Les courses faites, le train de retour ne partant qu'à une heure moins neuf, nous prenons l'autocar, aux horaires plus souples.

Il nous reste encore deux heures avant le déjeuner pour travailler nos mélodies, et nous en profitons sans attendre.

Pendant le repas, mes parents me parlent de l'école. "Tu sais, c'est bientôt!" me dit mon père.

Encore un peu de musique après le déjeuné. Vers quatre heures, l'Economiste passe la tête par la fenêtre :

- Vous venez? la Géologue va nous faire un cours sur les différentes strates... du gâteau - à la crème - qu'elle nous a préparé!

Il s'est mis à pleuvoir, et nous sautons vite par-dessus le mur du jardin. Une grosse bûche flambe dans l'âtre.

L'analyse des strates valut un grand succès au 55 de géologie.

- Les gâteaux portent souvent des noms, exposa à son tour l'Economiste; je propose de baptiser celui-ci le "Stratosphérique"!

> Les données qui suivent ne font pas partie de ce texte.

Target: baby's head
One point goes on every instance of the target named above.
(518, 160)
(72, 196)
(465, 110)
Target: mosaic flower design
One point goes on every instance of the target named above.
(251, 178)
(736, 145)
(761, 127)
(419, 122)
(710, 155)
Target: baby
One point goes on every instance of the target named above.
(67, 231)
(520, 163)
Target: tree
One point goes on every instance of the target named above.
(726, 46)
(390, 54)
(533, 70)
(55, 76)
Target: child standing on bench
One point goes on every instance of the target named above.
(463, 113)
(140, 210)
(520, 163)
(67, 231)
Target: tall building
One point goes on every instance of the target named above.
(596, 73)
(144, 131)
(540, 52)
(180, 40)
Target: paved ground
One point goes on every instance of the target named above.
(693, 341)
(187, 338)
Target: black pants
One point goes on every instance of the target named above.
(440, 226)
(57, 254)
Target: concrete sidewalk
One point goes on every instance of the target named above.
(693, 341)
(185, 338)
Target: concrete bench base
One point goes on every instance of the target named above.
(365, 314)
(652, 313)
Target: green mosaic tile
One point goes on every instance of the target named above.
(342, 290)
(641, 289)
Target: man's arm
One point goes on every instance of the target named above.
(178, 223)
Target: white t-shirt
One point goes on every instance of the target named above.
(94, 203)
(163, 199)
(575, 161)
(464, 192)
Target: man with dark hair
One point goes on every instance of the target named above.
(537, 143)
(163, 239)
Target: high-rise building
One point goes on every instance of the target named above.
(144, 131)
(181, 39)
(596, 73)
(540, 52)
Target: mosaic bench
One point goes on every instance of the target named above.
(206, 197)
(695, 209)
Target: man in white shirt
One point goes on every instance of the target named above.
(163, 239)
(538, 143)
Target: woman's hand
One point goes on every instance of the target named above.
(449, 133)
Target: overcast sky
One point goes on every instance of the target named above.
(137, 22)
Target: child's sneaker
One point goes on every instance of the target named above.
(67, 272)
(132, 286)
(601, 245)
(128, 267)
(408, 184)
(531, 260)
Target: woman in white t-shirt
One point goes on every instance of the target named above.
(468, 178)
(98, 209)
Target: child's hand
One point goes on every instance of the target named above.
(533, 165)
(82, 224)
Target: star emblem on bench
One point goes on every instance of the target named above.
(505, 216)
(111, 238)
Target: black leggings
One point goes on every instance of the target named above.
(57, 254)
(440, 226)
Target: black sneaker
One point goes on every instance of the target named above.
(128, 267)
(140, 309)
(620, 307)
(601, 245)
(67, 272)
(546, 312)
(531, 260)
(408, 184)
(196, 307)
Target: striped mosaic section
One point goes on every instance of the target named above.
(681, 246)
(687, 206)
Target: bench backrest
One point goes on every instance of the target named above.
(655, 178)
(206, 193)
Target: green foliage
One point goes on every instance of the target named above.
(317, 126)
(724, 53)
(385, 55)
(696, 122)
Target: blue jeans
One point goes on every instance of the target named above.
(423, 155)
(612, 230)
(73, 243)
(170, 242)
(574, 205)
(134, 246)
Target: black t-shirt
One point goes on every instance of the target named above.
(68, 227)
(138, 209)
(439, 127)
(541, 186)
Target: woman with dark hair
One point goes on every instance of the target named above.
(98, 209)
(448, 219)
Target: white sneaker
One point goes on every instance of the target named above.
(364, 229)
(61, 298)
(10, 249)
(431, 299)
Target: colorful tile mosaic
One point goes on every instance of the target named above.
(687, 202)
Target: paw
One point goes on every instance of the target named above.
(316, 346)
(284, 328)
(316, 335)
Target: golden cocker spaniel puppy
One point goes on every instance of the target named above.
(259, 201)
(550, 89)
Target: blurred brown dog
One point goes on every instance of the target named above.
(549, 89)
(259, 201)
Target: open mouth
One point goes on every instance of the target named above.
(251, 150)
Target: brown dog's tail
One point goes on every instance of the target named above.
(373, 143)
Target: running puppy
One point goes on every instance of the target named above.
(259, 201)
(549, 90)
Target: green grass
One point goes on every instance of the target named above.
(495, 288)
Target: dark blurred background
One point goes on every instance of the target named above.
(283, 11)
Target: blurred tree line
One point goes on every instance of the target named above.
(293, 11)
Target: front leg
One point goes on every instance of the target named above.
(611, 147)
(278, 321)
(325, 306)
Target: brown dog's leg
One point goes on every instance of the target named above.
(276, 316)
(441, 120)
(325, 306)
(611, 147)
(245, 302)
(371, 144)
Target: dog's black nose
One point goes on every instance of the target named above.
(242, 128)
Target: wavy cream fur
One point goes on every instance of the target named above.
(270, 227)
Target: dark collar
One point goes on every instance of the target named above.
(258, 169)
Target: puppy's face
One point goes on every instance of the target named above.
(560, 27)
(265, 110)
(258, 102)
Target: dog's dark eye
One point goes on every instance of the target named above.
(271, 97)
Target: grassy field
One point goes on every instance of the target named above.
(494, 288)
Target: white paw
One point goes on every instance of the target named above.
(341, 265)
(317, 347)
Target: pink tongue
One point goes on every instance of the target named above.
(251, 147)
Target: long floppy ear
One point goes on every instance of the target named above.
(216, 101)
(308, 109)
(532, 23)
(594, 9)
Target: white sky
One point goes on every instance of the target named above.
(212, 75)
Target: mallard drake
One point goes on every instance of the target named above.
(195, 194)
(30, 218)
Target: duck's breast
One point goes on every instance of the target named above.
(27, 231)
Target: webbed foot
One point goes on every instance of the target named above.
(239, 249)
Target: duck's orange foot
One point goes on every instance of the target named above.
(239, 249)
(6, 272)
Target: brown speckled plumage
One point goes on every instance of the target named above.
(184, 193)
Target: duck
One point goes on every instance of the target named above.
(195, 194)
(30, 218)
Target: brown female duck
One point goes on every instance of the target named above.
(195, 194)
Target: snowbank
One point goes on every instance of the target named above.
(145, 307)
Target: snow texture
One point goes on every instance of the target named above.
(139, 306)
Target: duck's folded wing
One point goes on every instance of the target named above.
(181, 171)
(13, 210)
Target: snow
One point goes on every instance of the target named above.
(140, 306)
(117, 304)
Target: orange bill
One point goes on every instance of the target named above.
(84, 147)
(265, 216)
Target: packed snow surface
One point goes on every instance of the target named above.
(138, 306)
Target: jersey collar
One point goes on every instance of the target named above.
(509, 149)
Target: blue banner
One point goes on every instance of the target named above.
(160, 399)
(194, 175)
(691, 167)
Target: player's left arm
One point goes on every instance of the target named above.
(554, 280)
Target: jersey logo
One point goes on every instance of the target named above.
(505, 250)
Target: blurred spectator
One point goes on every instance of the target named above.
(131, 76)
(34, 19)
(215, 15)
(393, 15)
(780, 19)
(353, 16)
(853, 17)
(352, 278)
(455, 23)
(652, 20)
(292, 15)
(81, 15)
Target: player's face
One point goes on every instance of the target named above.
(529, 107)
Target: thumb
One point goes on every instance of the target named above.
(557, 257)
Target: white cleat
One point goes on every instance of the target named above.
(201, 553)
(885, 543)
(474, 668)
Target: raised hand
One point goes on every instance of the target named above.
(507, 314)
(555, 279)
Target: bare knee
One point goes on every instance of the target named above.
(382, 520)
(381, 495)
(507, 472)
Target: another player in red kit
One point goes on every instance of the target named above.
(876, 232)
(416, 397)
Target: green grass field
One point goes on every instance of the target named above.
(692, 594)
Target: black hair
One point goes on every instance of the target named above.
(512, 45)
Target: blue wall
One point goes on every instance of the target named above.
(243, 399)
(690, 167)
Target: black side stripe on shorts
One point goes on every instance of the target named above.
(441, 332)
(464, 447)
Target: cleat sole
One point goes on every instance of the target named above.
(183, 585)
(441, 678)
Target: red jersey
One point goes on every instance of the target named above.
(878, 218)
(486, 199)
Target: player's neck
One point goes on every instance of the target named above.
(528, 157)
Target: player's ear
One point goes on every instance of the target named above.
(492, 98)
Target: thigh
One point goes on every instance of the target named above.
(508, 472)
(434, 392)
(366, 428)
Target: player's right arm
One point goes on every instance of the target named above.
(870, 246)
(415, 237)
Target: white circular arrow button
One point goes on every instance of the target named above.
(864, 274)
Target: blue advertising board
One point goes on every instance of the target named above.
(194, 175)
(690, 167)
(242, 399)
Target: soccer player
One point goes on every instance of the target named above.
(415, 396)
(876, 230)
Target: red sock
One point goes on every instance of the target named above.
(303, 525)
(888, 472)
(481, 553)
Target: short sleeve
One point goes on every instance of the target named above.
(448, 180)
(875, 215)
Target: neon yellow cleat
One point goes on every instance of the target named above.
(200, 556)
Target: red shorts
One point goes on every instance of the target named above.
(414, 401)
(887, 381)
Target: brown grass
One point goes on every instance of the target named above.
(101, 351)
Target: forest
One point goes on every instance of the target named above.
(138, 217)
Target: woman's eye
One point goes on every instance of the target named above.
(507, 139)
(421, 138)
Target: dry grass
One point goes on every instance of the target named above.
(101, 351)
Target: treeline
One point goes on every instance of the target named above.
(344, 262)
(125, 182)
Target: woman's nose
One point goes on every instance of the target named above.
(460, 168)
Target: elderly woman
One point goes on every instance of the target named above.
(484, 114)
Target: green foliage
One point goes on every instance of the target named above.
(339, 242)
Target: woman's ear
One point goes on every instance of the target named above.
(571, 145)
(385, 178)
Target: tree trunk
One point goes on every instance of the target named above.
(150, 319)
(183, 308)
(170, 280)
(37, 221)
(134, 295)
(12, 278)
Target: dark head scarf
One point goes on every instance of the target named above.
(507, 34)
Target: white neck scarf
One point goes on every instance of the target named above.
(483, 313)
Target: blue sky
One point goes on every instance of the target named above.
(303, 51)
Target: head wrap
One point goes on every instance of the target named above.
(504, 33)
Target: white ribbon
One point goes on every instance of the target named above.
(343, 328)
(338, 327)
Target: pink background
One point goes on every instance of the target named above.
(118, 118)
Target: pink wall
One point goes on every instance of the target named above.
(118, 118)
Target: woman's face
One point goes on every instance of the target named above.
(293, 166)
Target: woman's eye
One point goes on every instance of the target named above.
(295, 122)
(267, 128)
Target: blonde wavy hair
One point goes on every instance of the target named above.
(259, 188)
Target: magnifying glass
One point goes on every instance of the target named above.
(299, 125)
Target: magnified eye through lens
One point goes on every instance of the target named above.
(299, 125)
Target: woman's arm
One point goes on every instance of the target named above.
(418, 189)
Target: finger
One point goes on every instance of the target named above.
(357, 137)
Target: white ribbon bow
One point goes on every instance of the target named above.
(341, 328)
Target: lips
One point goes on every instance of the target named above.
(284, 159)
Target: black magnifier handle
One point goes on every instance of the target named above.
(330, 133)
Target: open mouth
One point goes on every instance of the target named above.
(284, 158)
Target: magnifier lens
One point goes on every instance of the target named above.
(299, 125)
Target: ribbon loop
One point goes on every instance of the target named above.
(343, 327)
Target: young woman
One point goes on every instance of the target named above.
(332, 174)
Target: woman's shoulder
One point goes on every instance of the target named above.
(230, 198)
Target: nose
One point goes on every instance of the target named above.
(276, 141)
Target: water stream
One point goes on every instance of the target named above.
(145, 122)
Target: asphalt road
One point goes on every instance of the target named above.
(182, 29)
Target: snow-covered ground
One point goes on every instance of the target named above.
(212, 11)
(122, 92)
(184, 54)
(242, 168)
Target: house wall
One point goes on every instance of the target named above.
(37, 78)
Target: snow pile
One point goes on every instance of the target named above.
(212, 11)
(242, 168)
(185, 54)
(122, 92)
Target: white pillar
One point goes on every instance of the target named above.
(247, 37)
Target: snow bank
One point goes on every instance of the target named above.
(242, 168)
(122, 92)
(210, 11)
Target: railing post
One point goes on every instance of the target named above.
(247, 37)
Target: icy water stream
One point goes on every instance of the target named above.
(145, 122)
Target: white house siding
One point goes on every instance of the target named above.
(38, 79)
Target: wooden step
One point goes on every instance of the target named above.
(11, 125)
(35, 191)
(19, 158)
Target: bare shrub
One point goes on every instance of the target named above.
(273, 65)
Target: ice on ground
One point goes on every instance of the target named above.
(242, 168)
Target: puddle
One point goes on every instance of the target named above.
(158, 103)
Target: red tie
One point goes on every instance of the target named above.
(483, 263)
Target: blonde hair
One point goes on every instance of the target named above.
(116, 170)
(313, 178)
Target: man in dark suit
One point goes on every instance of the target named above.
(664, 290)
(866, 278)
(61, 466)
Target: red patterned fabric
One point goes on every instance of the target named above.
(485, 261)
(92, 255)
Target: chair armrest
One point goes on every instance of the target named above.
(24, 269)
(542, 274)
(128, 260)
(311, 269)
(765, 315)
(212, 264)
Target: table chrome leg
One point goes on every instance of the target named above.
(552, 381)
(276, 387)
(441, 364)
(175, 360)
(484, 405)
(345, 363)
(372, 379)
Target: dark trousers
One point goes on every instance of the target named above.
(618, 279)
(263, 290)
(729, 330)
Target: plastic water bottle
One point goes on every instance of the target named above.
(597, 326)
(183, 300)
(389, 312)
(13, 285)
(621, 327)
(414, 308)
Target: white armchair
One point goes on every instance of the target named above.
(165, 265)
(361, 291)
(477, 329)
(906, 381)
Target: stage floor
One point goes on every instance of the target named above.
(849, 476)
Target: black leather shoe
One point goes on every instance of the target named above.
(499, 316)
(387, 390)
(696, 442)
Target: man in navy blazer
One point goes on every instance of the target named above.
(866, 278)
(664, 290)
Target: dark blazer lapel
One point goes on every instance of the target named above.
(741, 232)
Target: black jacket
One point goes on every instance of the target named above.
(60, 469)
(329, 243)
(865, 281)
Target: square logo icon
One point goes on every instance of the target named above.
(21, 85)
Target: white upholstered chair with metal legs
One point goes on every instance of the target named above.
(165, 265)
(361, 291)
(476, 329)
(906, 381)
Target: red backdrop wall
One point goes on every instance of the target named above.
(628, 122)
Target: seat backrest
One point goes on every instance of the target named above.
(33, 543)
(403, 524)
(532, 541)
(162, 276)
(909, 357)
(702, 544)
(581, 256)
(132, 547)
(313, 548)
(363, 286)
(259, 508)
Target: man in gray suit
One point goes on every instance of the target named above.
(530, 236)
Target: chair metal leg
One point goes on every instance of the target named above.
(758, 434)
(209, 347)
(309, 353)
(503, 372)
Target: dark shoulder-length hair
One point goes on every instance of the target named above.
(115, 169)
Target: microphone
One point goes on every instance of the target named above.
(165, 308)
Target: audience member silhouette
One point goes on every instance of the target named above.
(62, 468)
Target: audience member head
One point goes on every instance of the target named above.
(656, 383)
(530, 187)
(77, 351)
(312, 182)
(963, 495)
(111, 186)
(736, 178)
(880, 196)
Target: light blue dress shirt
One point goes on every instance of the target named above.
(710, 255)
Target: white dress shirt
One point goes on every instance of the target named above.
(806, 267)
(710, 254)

Damoiselle et moi applaudîmes! Le nom passa à la postérité!

Après la gastronomie, les profondes pensées...

- Je songe à ceux qui ont fait quelque chose d'important pour les hommes... commence Damoiselle.

- Eh bien! ils sont... oui, enfin, devraient être, récompensés, comme je l'ai été par vos gentilles félicitations, déclare posément la Géologue.

- Les félicitations sont une chose agréable, mais elles ne donnent rien qui reste au félicité.

J'approuve :

- On l'honore, et puis, on l'oublie.

- On garde son nom quelque part... note l'Economiste.

- Dans un livre de classe, par exemple.

La Géologue est de mon avis :

- Et les élèves disent : "Ah! Encore un nom à apprendre!"

L'Economiste renchérit :

- Et même : "Il faut de plus réciter ce qu'il a fait!"

Damoiselle hoche la tête :

- Et une fois épinglé dans les pages d'un livre, sera-t-il encore un homme?

Elle achève pensivement :

- Et s'il n'est plus un homme, que lui devra-t-on d'autre que de l'admiration?

Huit heures treize. Nous arrivons, Damoiselle et moi, sur le quai de la gare où nous attendent le Petit et la Grande. Le temps est maussade et il bruine un peu. Pas de vélo aujourd'hui, mais une confortable auto. Pour se promener? Pas du tout! Alors? Ah! Il faut toujours tout vous expliquer! Vous n'avez qu'à lire la suite, vous verrez bien.

Une petite route, qui traverse bien entendu l'aqueduc - il est partout! - nous mène à une toute petite rivière qui traverse - non, non, pas des prés! - une fabrique. Mon oncle, qui était au volant, s'arrête dans la cour de la fabrique. On nous salue discrètement. Nous entrons dans une grande salle, où nous voyons un homme, debout devant une table, qui s'occupe à tourner une grande manivelle et regarde un rouleau aller d'un bout à l'autre de la table. Sur le rouleau, une feuille de papier. Un autre homme de l'autre côté de la table a ensuite retiré la feuille du rouleau. Sur la feuille de papier, les pages imprimées d'un livre. Nous sommes dans une imprimerie, celle où travaille mon oncle.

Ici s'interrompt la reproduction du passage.